Japan has always been a popular destination for people with adventurous palates. But this might be taking things a bit too far.
Ne Quittez Pas, a French restaurant in Tokyo’s Gotanda district, recently unveiled an extraordinary menu. For $110 per person, it is serving an entire course featuring a rather peculiar ingredient: dirt. An Asian news site, Rocket News 24, has checked out the dishes, which include a potato starch and dirt soup, a salad with dirt dressing, a dirt risotto with sautéed sea bass and dirt ice cream with dirt gratin for dessert.
The publication said the food was “divine” and “refreshing” and totally didn’t taste like dirt at all. Part of the reason may be that its chef, Toshio Tanabe, only uses what’s arguably the best dirt on earth. The restaurant buys the ingredients from Protoleaf, a company that makes organic compost using coconut husks imported from Sri Lanka and India, and tests its products rigorously for safety.
Eating dirt is actually nothing new.

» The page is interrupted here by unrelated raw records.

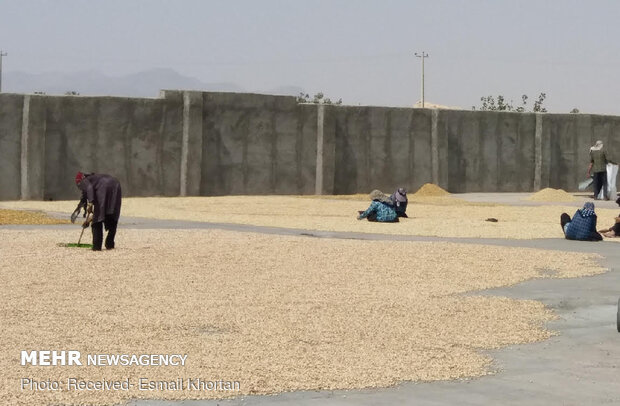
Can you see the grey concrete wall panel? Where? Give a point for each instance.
(352, 139)
(257, 144)
(329, 148)
(191, 148)
(11, 106)
(420, 149)
(127, 138)
(381, 148)
(487, 152)
(33, 156)
(564, 155)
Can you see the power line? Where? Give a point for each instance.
(424, 55)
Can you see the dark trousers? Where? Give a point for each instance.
(594, 235)
(600, 182)
(110, 224)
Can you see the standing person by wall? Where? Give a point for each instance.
(598, 168)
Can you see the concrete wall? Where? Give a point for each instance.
(11, 106)
(195, 143)
(255, 144)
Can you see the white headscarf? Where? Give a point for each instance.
(598, 146)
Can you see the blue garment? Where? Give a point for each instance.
(385, 212)
(581, 226)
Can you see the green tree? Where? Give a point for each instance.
(490, 103)
(318, 98)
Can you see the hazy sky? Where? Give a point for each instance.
(360, 51)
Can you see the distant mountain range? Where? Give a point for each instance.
(142, 84)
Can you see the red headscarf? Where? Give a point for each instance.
(78, 178)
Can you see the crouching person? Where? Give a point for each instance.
(381, 209)
(582, 226)
(102, 194)
(399, 199)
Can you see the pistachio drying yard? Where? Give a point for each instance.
(242, 286)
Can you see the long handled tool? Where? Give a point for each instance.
(88, 218)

The phenomenon, known as geophagy, has been around for centuries and is popular with pregnant women in some regions, reported ABC News. And some experts suggest that eating dirt may boost immune systems, according to the New York Times.
However, other experts remain dubious. Rebecca Scritchfield, a registered dietitian in Washington, D.C., told Yahoo that dirt is not for consumption so “it is hard to know the effects it would have on a person.”